Posted by: rachelanne229 | October 6, 2009

by any other name

they say a rose by any other name would smell as sweet.  ok, well shakespeare says it in romeo and juliet, which does not make it true.  we’ve discussed this statement a few times in english classes, and i waver back and forth about whether i believe it or not.  tonite, i don’t.

names are beautiful and unique.  if my name were clarisse instead of rachel, i’m sure my life would’ve ended up at least slightly different.  if you call a rose a stinging nettle, for example, the romantic implications of roses could be lost forever.  usually i am a fan of indulging the sense.  i don’t care if my meal is aesthetically appealing– i just want it to taste good.  that chocolate cake doesn’t need to be adorned with cherries and chocolate shavings and named a fancy french word for it to taste delectable and melt in my mouth.  it can fulfill its purpose just fine no matter what it’s called.  but if you want to really examine sensory pleasure, at the highest level of quality, i believe you have to take naming into account.

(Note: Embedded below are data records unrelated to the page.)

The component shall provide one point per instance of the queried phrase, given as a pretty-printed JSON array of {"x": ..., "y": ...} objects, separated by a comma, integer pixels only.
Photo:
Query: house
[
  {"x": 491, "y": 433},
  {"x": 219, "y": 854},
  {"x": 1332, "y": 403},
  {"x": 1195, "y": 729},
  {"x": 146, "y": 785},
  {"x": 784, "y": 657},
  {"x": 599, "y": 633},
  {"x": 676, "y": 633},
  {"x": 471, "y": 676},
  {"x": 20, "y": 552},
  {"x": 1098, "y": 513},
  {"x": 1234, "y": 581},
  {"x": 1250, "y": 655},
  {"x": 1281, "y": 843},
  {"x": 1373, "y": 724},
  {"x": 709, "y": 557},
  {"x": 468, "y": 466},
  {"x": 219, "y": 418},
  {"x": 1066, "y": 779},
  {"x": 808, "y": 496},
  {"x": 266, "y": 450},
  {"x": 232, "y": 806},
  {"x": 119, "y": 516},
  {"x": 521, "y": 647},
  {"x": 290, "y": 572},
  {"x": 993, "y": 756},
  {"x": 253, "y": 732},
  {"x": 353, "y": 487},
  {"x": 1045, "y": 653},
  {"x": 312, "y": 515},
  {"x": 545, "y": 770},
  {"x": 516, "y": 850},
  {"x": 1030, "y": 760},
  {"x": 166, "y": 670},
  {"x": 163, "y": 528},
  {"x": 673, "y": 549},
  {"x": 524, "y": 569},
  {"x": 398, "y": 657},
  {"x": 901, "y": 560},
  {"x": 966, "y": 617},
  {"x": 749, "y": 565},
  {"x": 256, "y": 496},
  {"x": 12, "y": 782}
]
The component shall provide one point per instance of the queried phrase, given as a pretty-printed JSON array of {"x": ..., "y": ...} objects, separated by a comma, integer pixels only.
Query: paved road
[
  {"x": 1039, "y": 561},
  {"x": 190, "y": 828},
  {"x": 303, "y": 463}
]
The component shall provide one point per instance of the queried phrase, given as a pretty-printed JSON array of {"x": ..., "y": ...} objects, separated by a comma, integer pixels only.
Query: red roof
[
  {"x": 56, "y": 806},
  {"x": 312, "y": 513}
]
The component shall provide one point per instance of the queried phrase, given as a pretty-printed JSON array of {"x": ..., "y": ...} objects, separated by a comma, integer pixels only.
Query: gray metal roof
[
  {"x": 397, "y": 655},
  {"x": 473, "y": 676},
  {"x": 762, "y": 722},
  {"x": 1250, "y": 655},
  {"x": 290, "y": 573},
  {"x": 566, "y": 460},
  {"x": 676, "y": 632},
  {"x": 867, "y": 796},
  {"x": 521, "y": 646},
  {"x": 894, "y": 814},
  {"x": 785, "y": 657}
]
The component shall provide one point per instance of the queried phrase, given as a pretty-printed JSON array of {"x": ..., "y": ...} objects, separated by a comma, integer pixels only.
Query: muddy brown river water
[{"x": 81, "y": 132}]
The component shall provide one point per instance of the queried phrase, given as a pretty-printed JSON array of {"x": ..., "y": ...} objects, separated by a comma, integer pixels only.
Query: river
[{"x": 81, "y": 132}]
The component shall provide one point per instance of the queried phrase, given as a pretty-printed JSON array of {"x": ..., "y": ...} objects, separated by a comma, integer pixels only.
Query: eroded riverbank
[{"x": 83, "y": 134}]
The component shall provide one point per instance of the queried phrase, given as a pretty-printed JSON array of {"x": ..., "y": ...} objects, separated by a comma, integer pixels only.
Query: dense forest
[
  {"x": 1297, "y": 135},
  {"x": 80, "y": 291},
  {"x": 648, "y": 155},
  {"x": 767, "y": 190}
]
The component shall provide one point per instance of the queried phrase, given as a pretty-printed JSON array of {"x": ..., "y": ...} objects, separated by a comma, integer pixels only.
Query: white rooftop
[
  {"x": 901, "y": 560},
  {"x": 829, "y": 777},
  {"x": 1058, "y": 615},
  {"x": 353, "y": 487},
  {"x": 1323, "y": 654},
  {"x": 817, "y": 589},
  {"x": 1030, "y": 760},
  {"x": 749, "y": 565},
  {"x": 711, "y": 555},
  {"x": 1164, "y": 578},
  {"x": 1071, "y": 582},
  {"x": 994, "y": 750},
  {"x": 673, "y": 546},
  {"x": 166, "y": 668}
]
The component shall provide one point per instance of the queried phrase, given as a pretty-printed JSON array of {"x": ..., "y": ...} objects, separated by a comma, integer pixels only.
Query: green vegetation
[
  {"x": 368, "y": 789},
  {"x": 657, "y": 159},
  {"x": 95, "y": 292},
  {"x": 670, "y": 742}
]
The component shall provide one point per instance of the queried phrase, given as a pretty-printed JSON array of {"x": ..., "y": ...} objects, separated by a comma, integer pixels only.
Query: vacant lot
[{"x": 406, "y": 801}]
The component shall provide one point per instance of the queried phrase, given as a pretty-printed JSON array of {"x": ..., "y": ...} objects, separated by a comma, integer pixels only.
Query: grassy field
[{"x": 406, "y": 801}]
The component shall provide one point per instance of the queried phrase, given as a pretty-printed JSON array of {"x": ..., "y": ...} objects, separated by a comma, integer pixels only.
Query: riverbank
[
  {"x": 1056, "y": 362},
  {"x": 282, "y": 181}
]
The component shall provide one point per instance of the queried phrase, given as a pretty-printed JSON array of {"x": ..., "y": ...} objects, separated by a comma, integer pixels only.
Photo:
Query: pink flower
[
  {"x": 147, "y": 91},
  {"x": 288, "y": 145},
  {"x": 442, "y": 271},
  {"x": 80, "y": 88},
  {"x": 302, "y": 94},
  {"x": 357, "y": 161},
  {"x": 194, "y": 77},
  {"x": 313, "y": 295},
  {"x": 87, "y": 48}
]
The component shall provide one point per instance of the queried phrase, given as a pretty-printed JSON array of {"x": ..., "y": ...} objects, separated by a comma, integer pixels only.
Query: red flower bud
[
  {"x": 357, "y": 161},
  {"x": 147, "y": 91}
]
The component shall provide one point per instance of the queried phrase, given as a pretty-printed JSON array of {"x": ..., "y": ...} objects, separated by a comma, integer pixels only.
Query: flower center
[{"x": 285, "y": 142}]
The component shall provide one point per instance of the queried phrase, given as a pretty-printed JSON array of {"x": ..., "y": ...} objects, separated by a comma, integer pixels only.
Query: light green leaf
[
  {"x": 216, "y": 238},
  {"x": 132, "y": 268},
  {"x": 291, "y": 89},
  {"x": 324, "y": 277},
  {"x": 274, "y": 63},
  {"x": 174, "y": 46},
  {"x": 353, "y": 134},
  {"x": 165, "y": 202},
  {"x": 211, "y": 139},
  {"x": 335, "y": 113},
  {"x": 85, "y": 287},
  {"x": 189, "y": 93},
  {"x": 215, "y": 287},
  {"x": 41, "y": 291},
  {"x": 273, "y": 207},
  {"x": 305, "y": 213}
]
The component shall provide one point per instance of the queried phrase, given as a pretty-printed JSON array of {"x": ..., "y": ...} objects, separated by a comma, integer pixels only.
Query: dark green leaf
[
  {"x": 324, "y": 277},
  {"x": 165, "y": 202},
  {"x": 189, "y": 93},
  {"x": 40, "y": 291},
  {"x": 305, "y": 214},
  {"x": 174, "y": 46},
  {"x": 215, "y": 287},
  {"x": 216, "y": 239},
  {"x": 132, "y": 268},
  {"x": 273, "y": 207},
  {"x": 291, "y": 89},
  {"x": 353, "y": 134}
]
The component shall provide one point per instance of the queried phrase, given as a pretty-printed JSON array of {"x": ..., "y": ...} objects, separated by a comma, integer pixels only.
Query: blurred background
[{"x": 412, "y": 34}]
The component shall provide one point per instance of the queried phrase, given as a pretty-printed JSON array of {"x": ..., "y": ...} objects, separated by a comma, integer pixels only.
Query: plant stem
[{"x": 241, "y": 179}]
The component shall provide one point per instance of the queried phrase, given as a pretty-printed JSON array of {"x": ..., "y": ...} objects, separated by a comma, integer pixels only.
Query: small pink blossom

words and names hold great value, in american culture and numerous others.  australian aboriginal traditions and place names come quickly to mind.  when you get down to it, or up to it, in the case of divine and powerful, and just plain classy names, the name matters.  so when shakespeare says “a rose by any other name…,” i disagree.  maybe a pen by any other name.  maybe a table lamp or a fork by any other name.  but nothing so romantic as a rose or the aurora borealis or katahdin.  these names have so much attached and have so many deep-seeded emotional/spiritual/passionate connotations that changing them to anything else would significantly diminish the value of the item being described.

additionally, names and words vary a great deal by language.  i don’t claim to be a linguist, but i know that “love” in one language cannot directly translate to “love” in another language, and that each language deals with names for “love” in a unique fashion.  to change the word for “love” to a universal name would desecrate the word and cause a tremendous loss of meaning.

perhaps the word “dandelion” could’ve been substituted for the word “rose” hundreds of years ago before people started making romantic connections and writing sonnets and connecting monumental amounts of symbolism with this name, but not now, and not in romeo’s and juliet’s time either.